Saat tiba, Arumi disambut hangat oleh Penjabat (Pj) Bupati Tulungagung, Dr. Ir. Heru Suseno, M.T., dan Pj Ketua Tim Penggerak PKK, Diana Puspitasari, S.T.P., M.T., di Pendapa Kongas Arum Kusumaning Bongso.
Dalam pertemuan dengan media, Arumi Bachsin menjelaskan bahwa kunjungan tersebut difokuskan pada pembahasan tentang Usaha Peningkatan Pendapatan Keluarga (UP2K) serta program Pemberdayaan Kesejahteraan Keluarga (PKK).
Selain itu, mereka ingin melihat UMKM binaan PKK di Kabupaten Tulungagung secara langsung.
“Kami bertemu hari ini untuk membahas UP2K dan mendapatkan wawasan mengenai UMKM yang didukung oleh Tim PKK di Kabupaten Tulungagung,” ungkapnya.
Arumi menambahkan bahwa setiap desa di Jawa Timur memiliki UP2K Kelompok Khusus (Poksus) untuk pembinaan UMKM, seperti batik dan produksi makanan-minuman di seluruh kecamatan Tulungagung.

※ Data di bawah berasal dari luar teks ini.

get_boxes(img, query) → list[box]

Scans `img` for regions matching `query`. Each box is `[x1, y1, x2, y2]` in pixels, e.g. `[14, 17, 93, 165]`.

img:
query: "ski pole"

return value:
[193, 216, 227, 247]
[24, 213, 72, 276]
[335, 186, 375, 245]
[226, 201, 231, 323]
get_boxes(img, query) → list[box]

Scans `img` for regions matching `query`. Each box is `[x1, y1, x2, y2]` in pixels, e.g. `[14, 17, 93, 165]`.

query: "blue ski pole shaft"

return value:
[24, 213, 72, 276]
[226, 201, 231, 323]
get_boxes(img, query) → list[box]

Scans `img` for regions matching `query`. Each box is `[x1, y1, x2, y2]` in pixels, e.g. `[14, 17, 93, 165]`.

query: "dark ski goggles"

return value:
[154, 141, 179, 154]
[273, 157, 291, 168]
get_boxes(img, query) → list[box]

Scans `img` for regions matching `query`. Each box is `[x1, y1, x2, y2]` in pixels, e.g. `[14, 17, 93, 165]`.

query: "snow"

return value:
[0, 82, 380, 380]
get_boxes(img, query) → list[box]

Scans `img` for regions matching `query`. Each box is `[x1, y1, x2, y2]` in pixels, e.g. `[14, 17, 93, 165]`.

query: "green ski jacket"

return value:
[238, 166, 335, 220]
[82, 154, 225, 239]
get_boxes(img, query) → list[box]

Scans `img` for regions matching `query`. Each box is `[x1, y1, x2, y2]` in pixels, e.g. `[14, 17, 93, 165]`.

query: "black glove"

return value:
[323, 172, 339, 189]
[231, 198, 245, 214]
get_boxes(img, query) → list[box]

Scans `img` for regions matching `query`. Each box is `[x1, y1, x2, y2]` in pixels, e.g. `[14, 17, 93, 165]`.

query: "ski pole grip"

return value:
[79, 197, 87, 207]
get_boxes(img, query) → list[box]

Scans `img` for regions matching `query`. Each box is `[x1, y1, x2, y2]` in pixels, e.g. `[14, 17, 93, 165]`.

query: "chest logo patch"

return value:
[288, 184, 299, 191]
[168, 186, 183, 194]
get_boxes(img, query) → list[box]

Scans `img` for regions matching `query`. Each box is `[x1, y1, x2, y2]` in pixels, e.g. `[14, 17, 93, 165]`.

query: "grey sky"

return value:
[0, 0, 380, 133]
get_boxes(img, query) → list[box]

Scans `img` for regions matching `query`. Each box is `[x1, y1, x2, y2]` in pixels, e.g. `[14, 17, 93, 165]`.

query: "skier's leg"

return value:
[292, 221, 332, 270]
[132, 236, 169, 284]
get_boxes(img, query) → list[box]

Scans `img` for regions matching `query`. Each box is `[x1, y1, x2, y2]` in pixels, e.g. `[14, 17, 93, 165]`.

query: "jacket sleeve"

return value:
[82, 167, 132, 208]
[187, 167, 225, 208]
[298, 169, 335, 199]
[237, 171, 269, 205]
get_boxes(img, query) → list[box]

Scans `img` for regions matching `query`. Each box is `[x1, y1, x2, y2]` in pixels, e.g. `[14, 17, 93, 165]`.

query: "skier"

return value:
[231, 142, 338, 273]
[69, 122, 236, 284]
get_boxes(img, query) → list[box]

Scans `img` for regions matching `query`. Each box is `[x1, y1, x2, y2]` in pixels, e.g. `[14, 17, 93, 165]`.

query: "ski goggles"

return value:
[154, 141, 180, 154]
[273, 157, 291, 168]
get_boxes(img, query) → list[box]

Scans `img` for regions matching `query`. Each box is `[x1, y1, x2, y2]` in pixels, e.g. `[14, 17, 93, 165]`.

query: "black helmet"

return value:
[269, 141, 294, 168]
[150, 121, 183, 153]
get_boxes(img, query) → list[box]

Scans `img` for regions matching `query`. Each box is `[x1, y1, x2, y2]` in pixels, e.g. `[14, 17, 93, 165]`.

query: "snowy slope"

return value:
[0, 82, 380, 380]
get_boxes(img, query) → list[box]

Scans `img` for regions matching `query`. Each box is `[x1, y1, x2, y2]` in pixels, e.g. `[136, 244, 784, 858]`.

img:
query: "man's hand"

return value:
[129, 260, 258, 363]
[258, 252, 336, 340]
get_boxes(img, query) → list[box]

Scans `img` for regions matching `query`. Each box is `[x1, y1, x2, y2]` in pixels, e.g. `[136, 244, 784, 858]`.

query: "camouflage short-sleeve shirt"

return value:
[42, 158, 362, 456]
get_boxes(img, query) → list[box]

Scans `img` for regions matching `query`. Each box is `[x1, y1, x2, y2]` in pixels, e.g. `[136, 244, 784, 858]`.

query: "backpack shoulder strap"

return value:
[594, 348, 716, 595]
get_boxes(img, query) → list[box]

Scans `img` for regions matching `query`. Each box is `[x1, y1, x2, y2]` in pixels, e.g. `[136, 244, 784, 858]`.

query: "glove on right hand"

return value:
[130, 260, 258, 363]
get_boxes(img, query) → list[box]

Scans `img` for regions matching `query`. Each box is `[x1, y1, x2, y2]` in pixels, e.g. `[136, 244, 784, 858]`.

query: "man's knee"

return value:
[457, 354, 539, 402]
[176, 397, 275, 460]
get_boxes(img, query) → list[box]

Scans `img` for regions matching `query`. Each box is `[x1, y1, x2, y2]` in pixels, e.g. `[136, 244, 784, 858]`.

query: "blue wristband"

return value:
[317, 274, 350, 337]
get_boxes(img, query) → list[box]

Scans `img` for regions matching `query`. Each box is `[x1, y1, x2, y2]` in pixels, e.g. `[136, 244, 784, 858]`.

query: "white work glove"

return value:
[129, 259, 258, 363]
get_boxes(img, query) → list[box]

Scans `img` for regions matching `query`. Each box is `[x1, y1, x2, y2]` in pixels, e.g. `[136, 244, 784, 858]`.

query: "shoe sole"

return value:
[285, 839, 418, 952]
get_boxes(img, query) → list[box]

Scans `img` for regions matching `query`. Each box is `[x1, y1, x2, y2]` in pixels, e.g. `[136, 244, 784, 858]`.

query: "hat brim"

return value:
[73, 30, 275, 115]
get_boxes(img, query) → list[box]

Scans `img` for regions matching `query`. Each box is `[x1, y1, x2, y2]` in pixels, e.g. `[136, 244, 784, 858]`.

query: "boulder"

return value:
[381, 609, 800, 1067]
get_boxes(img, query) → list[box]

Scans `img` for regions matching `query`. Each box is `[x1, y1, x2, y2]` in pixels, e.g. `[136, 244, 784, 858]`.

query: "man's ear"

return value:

Dia menekankan bahwa program UP2K PKK telah berlangsung lama dan mengalami perubahan seiring waktu.
“Kami ingin menghidupkan kembali program yang sudah berjalan, memahami siapa yang masih aktif, dan menggunakan informasi tersebut untuk kebijakan masa depan yang lebih tepat sasaran,” tambahnya.
Arumi juga mendorong agar UP2K PKK lebih berani dalam pemasaran online produk-produknya. Meskipun kualitas dan kemasannya sudah bagus, dia menekankan pentingnya mempertahankan standar tersebut.
“Dalam era digital, menjadi penting untuk terlibat dalam platform global dan mengikuti perkembangan teknologi,” jelasnya.
Menurut Arumi, UMKM di Jawa Timur berkembang pesat terutama karena adopsi teknologi. Contohnya, pelaku usaha di bidang makanan-minuman biasanya memiliki modal kecil dan perputaran keuangannya juga tergolong kecil.
Arumi juga menyebut bahwa secara konvensional, produk yang dititipkan di toko umumnya laris karena harganya terjangkau.
Dalam kunjungannya ke Tulungagung, Arumi terkesan dengan Batik Tulungagung yang memiliki beragam motif, pengerjaan yang rumit, dan kualitas pewarnaan yang bagus.
“Batik Tulungagung adalah perpaduan motif halus dari Mataraman dengan keberanian menggunakan warna merah dan biru. Keberagaman dan kualitas batik di Tulungagung sungguh memukau,” ungkapnya.